The Cost of TARP
The bailout programs that made up the TARP investments will end up costing taxpayers very little, according to a new Congressional Budget Office report:
CBO estimates that the net cost to the federal government of the TARP’s transactions, including the cost of grants for mortgage programs that have not been made yet, will amount to about $24 billion. CBO’s analysis reflects transactions completed, outstanding, and anticipated as of September 17, 2012.
That cost stems largely from assistance to American International Group (AIG), aid to the automotive industry, and grant programs aimed at avoiding home foreclosures; CBO estimates a cost of roughly $51 billion for providing those three types of assistance. But not all of the TARP’s transactions will end up costing the government money. The program’s other transactions with financial institutions will, taken together, yield a net gain to the federal government of about $26 billion, in CBO’s estimation.
Were the risks taken on by taxpayers in 2008 with no guarantee of return worth it? Almost certainly yes. When taken in sum, two of the three largest car companies were saved. That probably allowed the economy to keep tens of thousands of jobs, and more if auto suppliers are taken into account. These people would not have been tax payers, at least for some period, and their unemployment benefits would have cost states and the federal government dearly. There is no way to ever know what would have happened if American International Group Inc. (NYSE: AIG) collapsed, perhaps taking Citigroup Inc. (NYSE: C) and Bank of America Corp. (NYSE: BAC) with it. Analysts claim that AIG had financial relationships with almost every other large banking and insurance company in the world in 2008. If AIG had foundered, the ripple effects might have brought down the global credit structure. The TARP programs, as it turns out, cost American almost nothing, while they kept, at the very least, the worldwide financial system largely intact.
Germany vs. the IMF
Germany wants nothing of the International Monetary Fund pressure to allow some money that will go to Europe’s financially weakest nations to be used for stimulus and not to underwrite recoveries based on austerity. According to Reuters:
Finance Minister Wolfgang Schaeuble said Europe had made plenty of crisis-fighting progress, echoing comments from other European officials who said there should be greater attention paid to U.S. fiscal troubles.
Germany’s plans almost certainly will trump Lagarde’s, if only because the country is such a large contributor to bailout programs, particularly the European Stability Mechanism. The ESM is the cornerstone of plans to fight the deficits that threaten to bring down the economies of several eurozone countries.
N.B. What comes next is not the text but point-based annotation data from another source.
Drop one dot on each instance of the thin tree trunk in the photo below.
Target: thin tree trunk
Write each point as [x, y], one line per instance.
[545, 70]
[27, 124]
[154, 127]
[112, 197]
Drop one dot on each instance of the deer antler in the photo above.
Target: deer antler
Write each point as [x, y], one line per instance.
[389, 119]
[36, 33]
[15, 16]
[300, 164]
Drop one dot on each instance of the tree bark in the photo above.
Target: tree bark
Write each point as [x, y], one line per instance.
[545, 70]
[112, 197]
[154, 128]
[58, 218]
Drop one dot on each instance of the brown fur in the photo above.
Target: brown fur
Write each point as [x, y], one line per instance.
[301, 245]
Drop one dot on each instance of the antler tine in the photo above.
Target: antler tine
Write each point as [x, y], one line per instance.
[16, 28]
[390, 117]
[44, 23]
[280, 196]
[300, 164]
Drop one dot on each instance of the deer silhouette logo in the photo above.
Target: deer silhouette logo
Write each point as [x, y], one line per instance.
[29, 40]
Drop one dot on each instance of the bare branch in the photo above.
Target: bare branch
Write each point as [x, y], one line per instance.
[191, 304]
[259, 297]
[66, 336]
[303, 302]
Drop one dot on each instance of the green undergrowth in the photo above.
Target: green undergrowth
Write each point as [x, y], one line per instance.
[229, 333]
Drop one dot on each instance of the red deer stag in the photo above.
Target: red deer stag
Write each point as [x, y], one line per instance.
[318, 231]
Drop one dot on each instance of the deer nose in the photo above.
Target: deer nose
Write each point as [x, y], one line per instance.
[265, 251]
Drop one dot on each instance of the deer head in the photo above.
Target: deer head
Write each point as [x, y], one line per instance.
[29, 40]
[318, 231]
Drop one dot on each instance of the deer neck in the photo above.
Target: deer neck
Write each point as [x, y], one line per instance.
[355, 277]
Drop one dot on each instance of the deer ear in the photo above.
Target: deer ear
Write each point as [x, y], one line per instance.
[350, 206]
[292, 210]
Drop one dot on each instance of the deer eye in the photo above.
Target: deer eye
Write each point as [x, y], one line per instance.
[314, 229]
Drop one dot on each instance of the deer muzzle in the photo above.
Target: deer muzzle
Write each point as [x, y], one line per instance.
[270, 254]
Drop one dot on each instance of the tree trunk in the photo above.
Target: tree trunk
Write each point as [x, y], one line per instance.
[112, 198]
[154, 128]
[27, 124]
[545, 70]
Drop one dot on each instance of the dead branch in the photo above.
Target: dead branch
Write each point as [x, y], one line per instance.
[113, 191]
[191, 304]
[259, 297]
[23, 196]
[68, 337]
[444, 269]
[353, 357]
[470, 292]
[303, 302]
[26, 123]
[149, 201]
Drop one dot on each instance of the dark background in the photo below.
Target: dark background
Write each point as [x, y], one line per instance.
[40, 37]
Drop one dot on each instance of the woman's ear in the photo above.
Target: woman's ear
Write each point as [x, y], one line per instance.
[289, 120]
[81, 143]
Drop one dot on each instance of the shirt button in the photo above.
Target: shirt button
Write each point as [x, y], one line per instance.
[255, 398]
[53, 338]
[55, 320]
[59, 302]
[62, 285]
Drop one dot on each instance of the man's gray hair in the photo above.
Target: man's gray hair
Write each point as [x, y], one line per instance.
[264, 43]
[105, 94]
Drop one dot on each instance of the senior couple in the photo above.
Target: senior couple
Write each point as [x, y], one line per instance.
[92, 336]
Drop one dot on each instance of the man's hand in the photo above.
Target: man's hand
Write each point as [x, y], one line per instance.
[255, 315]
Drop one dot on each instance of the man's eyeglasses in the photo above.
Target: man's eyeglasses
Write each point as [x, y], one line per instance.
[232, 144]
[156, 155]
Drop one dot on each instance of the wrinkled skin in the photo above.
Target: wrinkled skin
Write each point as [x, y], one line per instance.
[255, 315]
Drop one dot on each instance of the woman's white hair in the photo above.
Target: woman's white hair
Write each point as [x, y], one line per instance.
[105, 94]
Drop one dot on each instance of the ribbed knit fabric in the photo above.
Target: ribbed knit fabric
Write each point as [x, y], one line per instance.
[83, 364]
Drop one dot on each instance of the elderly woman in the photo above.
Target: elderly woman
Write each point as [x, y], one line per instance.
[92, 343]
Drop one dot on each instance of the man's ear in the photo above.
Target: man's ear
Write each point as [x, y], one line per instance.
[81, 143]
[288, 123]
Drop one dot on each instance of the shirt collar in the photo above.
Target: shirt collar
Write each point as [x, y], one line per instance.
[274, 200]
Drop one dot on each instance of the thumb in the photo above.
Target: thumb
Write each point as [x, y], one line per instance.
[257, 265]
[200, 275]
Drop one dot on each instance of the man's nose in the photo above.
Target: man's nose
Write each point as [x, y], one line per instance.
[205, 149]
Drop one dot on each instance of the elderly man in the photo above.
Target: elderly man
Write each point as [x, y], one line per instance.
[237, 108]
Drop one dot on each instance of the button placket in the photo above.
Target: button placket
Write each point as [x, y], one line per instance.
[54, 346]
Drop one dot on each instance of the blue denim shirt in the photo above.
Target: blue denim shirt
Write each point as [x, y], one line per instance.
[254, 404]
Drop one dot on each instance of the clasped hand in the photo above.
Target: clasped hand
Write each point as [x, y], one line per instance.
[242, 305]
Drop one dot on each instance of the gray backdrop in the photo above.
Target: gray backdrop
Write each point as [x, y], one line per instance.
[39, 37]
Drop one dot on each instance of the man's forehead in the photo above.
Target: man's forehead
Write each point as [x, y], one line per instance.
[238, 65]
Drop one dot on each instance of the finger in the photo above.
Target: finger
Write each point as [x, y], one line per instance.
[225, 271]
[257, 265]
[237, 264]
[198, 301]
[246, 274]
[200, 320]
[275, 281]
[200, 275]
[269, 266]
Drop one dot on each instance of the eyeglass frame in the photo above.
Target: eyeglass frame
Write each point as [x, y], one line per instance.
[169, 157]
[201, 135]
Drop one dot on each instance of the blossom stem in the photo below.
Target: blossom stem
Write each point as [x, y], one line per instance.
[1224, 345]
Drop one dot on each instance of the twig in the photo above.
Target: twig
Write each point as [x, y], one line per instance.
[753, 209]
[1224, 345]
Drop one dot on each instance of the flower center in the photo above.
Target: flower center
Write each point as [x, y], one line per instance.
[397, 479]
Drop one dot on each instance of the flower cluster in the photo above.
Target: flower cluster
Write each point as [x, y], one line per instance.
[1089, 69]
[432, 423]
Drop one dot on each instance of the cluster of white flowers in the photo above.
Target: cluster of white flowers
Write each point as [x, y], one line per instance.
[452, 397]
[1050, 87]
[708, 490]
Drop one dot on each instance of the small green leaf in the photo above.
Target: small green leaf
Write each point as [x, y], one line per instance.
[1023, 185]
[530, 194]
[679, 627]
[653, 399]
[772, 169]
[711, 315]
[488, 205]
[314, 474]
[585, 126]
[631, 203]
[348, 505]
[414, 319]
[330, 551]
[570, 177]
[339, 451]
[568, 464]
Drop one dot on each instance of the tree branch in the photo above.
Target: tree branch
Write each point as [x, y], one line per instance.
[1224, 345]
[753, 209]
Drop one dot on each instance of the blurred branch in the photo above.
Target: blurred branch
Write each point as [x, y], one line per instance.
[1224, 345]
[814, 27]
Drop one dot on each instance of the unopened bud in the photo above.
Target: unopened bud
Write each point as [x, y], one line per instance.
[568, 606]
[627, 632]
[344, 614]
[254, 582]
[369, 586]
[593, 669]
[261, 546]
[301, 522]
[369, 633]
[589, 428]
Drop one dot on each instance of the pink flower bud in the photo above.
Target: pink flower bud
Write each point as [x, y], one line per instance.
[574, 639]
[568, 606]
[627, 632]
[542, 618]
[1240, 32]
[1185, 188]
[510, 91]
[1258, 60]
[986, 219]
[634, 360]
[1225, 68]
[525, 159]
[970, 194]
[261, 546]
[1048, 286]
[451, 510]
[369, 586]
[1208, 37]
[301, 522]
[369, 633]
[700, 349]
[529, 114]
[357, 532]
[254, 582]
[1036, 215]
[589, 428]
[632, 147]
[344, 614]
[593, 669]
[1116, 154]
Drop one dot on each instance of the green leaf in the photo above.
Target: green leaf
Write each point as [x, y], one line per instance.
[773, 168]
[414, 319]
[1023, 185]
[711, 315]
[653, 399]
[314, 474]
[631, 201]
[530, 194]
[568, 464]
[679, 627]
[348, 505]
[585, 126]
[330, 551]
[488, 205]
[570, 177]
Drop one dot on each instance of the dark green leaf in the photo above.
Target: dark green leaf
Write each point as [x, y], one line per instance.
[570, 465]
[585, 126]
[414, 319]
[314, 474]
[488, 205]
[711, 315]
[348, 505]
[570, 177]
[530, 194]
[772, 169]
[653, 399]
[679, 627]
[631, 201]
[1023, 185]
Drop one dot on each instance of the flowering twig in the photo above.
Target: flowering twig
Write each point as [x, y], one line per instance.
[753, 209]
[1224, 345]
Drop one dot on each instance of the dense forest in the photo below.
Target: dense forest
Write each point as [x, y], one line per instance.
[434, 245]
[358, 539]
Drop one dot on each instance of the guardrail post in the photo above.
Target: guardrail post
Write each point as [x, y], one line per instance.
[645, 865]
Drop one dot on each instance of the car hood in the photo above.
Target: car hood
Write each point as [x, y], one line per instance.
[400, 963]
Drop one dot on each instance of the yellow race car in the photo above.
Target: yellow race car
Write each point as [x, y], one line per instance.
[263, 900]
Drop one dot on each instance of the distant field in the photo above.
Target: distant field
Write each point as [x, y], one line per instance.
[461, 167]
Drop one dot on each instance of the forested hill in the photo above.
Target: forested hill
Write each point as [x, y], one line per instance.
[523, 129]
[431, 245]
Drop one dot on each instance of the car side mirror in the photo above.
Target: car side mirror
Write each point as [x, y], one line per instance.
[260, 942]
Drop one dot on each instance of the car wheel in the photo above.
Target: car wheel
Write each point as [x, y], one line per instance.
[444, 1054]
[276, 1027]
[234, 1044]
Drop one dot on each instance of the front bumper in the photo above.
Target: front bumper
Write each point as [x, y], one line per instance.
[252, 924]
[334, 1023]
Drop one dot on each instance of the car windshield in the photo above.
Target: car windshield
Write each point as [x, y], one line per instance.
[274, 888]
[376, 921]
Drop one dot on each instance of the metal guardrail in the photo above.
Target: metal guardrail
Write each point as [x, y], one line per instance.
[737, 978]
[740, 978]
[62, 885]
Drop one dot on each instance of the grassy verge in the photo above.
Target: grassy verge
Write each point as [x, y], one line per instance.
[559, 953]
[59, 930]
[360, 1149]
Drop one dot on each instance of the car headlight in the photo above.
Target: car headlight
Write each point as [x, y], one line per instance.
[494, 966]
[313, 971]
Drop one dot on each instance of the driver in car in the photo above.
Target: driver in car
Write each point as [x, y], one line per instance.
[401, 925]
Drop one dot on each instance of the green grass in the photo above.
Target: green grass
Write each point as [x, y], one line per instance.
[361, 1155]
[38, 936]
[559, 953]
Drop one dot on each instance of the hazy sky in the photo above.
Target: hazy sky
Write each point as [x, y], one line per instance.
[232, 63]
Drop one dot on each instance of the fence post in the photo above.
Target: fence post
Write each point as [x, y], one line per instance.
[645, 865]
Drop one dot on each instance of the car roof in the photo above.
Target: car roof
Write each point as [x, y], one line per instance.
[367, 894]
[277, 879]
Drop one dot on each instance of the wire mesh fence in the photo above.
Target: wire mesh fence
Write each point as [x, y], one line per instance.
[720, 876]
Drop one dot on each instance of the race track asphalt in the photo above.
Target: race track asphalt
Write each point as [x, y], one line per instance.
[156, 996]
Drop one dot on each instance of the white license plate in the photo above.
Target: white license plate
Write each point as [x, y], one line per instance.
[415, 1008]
Spain’s Need for a Bailout
Angel Gurria, the secretary general of the Organization for Economic Cooperation and Development, told CNBC that Spain’s reluctance to request a bailout is understandable and the country may try to fight its deficits and economic and bank trouble on its own. This is a minority view. International capital markets investors, financial ministers of most of the nations in the region and the European Central Bank all expect Spain’s needs for outside money to be unavoidable. Gurria told CNBC:
If you are the leader of a country that has done everything that had to be done, and then the ECB (European Central Bank), works on the secondary markets for you and lowers those yields and (yet) you are told that you have to go and ask for a (bailout) and you say ok, but then you’re given very strong signals that if you go, you will be told, “No” how can you reconcile those two things.
Broken English, but he got his point across.